Per2:Luc MMH-D3 hepatocyte bioluminescence assays
Request a detailed protocolMMH-D3 Per2:Luc reporter cell lines were provided by Dr. Andrew Liu at the University of Memphis and confirmed to be free from mycoplasma using the MycoSensor PCR Kit (Agilent). MMH-D3 hepatocytes were cultured in RPMI1640 medium (Fisher Scientific, 11875) supplemented with 10% fetal bovine serum, 1x penicillin/streptomycin, 10 µg/ml insulin, 55 ng/ml epidermal growth factor, and 16 ng/ml insulin-like growth factor-II to confluence in collagen-coated 35 mm cell culture plates. At confluence, the hepatocytes were differentiated by adding 2% (v/v) DMSO to the growth medium. Differentiation medium was refreshed every other day for 5 days. Following differentiation, cells were washed with PBS and serum-free growth medium containing 200 nM dexamethasone was added for synchronization. Cells were incubated in dexamethasone-containing medium for 2 hr in a 37°C humidified and CO2-buffered cell culture incubator. Following synchronization, cells were washed once with PBS, and freshly made Recording Medium containing 2% FBS, 2% B27, and 1 mM luciferin was added. Plates were sealed with vacuum-coated coverslips and loaded into a Lumicycle 32 for real-time bioluminescence recording. For high-throughput luminescence studies, MMH-D3 hepatocytes were cultured in collagen-coated 96-well plates, differentiated, and synchronized as described above. Bioluminescence was recorded using a Synergy 2 SL microplate reader (Bio Tek, Winooski, VT), as previously described (Ramanathan et al., 2012).
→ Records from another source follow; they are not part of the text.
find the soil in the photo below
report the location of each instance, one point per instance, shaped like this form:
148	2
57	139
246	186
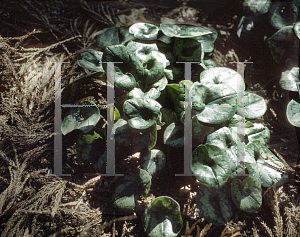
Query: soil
35	203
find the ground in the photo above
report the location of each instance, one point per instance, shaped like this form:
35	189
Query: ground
35	203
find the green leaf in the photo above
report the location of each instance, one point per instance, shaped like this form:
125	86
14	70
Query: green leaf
223	139
211	165
92	148
214	204
284	45
142	113
188	50
207	41
293	113
108	37
255	106
296	29
154	66
91	60
257	131
289	79
174	135
133	186
210	63
144	31
223	75
162	218
113	36
251	155
130	66
246	194
215	104
117	115
179	97
269	166
258	7
153	93
160	84
135	93
166	49
282	14
168	116
91	138
82	118
153	162
183	31
132	139
124	35
141	51
124	81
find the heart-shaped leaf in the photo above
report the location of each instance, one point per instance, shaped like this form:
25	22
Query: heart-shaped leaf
284	45
207	41
142	113
91	148
183	31
144	31
246	194
296	29
223	75
289	79
132	139
215	104
167	50
130	63
153	93
174	135
82	118
188	50
160	84
108	37
135	93
91	60
269	166
293	113
168	116
210	63
223	139
258	7
257	131
113	36
132	187
211	165
178	97
251	155
214	204
282	14
254	106
162	218
154	66
153	162
124	81
141	51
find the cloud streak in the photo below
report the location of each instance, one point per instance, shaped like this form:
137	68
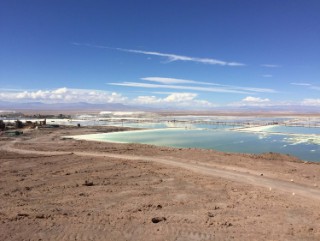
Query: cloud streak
270	65
179	99
63	95
179	87
173	83
170	57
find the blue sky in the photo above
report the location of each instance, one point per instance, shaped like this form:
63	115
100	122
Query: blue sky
181	53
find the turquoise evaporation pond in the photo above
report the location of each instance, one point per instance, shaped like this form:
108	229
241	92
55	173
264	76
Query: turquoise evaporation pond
294	130
219	139
162	125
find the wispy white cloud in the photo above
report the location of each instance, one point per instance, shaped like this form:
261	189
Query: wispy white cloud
63	95
174	99
251	99
301	84
169	57
180	87
307	85
270	65
170	83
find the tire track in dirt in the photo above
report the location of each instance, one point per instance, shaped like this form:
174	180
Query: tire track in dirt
237	176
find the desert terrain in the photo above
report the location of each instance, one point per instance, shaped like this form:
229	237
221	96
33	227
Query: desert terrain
57	188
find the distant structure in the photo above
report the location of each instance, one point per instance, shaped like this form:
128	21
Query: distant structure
43	123
18	124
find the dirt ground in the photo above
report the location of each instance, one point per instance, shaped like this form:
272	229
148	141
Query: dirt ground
55	188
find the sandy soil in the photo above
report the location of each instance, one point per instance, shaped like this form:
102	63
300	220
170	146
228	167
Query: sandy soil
54	188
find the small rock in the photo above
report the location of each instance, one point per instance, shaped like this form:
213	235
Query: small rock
41	216
158	219
88	183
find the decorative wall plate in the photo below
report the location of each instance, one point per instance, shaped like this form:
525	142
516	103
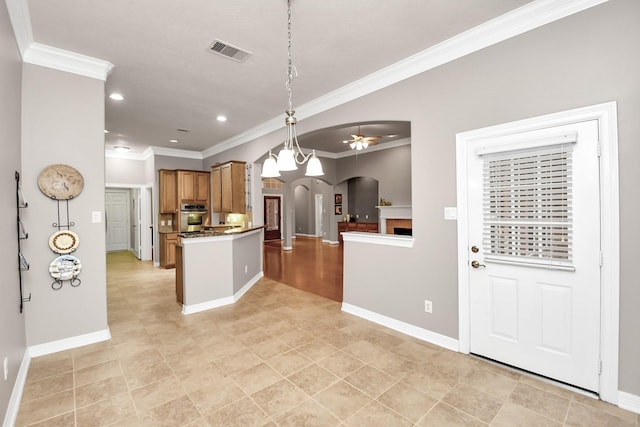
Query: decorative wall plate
60	182
65	267
64	242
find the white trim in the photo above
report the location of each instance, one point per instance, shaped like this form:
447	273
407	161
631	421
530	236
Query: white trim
629	401
13	408
518	21
21	23
220	302
378	239
69	343
64	60
405	328
606	114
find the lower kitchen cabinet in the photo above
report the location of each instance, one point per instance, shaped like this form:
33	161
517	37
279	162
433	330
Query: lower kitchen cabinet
168	242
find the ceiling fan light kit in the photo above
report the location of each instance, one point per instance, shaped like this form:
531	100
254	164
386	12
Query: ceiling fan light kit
291	155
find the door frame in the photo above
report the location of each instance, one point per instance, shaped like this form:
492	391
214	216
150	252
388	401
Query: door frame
606	115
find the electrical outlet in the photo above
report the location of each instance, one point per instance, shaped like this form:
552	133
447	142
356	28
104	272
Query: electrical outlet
428	306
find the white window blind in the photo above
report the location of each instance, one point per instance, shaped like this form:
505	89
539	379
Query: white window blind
527	207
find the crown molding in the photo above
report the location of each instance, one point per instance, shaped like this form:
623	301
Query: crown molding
21	23
176	152
64	60
511	24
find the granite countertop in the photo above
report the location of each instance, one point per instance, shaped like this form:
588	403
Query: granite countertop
218	230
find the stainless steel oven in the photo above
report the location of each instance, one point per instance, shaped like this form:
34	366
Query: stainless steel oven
192	217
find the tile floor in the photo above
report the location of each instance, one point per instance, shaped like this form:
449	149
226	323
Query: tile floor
278	357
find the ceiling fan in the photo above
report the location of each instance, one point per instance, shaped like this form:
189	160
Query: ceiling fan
360	142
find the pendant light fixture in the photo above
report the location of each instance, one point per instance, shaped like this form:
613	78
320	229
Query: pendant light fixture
291	155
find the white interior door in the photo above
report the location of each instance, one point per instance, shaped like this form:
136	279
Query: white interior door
534	252
117	218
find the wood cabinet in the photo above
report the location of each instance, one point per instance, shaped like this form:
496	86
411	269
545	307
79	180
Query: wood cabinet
193	187
228	187
364	227
168	191
168	242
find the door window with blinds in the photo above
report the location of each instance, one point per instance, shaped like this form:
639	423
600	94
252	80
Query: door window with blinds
527	214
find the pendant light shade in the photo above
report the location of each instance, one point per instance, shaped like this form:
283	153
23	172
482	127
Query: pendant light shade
270	168
286	160
314	167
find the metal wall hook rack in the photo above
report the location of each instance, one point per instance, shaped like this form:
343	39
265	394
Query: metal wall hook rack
23	264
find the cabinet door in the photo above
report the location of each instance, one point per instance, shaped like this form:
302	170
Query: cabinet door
168	191
226	203
216	189
201	187
186	183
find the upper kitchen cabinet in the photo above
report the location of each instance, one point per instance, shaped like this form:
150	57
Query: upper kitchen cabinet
168	191
228	187
193	187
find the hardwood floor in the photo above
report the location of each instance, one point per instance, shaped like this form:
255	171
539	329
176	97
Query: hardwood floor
311	266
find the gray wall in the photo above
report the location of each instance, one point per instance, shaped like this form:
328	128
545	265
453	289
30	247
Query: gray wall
12	323
63	122
586	59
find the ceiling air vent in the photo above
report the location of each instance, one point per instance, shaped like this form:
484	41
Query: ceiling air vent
229	51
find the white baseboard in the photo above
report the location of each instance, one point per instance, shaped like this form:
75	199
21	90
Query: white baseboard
69	343
208	305
629	401
16	395
405	328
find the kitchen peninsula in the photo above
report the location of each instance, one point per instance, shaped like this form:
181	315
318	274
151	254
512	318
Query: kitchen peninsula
217	266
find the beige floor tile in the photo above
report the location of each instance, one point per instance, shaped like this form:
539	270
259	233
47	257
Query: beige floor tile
48	386
377	415
474	402
544	403
256	378
45	408
584	416
105	412
308	414
278	398
98	372
342	399
177	412
100	390
408	401
289	362
241	413
511	415
370	381
312	379
445	415
341	363
157	393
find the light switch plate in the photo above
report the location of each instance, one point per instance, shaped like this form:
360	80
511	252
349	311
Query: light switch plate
451	213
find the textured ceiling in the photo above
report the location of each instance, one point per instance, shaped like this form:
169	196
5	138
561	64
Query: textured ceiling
171	81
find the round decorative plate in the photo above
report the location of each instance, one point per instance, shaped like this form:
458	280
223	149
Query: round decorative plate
60	182
65	267
64	242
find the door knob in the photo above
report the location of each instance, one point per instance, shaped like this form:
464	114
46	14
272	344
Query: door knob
476	264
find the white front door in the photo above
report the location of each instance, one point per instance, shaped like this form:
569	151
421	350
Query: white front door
534	251
117	218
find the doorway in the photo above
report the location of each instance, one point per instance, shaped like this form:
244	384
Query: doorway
533	292
272	217
117	220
Per2:Luc organotypic slice bioluminescence assays
Request a detailed protocolLiver, lung, and SCN organotypic slices were prepared as previously described (Liu et al., 2007b). Briefly, Wt and Nrf2-/- mice harboring at least one copy of the PER2::LUC transgene were euthanized and dissected to remove the liver, lung, and SCN. The liver and lung were washed in ice cold PBS and sliced by hand on ice with a razor blade in approximately 2 mm x 2 mm square pieces. Liver and lung slices were washed again with Recording Medium and placed directly into 35 mm culture dishes. The SCN sections were washed with ice cold HBSS and sliced using a vibrating microtome. SCN slices were then washed with Recording Medium and cultured on Millipore membrane inserts (Merck Millipore, Billerica, MA, PICM0RG50), in 35 mm cell culture plates. Recording Medium (900 μL) was added to dishes containing each tissue slice. Dishes were sealed with a vacuum grease-coated cover slip and loaded into a Lumicycle for bioluminescence recordings.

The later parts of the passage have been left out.